A record review of the facility's PnP titled, "Managing Falls and Fall Risk," last reviewed in 11/22/2024, indicated that based on previous evaluations and current data, staff will identify interventions related to a resident's specific risks and causes to prevent the resident from falling and to try to minimize complications from falling. The PnP indicated staff will monitor and document each resident's response to interventions intended to reduce falling or the risk of falling. The PnP indicated position-change alarms (any physical or electronic device such as bed alarms that monitors resident movement and alerts the staff when movement is detected) will not be used as the primary or sole intervention to prevent falls. The PnP indicated the use of alarms will be monitored for efficacy and staff will respond to alarms in a timely manner.

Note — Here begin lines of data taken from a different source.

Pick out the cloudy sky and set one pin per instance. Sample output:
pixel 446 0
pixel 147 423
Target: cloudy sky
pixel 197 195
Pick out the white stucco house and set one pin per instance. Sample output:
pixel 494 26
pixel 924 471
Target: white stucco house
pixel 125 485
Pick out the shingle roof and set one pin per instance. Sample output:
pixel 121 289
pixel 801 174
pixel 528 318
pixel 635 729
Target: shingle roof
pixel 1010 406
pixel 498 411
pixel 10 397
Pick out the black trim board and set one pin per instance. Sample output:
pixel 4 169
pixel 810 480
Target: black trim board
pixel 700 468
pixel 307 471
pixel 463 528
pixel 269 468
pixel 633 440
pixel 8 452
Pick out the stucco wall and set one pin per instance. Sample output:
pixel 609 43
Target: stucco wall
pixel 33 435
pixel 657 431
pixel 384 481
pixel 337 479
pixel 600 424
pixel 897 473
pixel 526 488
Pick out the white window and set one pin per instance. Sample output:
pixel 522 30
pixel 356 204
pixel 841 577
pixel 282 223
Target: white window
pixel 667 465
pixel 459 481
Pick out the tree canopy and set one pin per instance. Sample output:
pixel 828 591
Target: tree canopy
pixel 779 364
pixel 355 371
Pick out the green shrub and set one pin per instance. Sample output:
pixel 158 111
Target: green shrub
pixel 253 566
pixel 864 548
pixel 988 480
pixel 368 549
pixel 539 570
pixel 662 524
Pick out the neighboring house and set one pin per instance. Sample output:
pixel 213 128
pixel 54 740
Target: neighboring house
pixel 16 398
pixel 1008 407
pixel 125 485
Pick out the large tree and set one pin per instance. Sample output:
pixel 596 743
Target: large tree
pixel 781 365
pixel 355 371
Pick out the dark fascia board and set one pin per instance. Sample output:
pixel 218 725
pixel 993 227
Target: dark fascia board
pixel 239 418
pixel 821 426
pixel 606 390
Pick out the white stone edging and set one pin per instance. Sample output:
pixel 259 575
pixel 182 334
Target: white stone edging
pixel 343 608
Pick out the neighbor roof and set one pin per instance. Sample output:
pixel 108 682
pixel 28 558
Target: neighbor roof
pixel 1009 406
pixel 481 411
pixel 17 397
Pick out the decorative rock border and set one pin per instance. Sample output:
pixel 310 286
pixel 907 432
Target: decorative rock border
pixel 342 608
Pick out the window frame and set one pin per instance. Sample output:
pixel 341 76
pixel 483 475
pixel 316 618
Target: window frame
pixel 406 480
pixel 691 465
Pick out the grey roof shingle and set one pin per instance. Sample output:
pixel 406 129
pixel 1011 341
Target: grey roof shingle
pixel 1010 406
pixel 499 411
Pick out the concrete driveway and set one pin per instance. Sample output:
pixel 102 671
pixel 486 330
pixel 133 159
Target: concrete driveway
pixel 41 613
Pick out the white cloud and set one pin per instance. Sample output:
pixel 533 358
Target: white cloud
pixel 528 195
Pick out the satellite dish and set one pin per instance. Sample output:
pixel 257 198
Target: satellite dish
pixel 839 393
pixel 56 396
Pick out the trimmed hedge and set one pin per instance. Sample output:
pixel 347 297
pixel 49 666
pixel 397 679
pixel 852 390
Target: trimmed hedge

The facility failed to ensure Resident 1, who was assessed as high risk for falls was free from falls and injury in accordance with Resident 1's care plan by failing to:
1. Ensure Resident 1, who was identified as a high fall risk, was not left unattended by PT 1 during a physical therapy session on 1/5/2025.
2. Ensure Resident 1's fall mat was placed back on the floor before PT 1 left Resident 1's room.
3. Ensure Resident 1's bed alarm was placed between Resident 1 and Resident 1's mattress.
As a result, on 1/5/2025, at 1:20 p.m., Resident 1 fell four feet from the bed onto the floor. Resident 1 was transferred to GACH 1 on 1/5/2025 and was diagnosed with scalp hematoma and scalp laceration.
The above violations jointly, separately, or in any combination, presented either imminent danger that death or serious harm would result or a substantial probability that death or serious physical harm would result to Resident 1.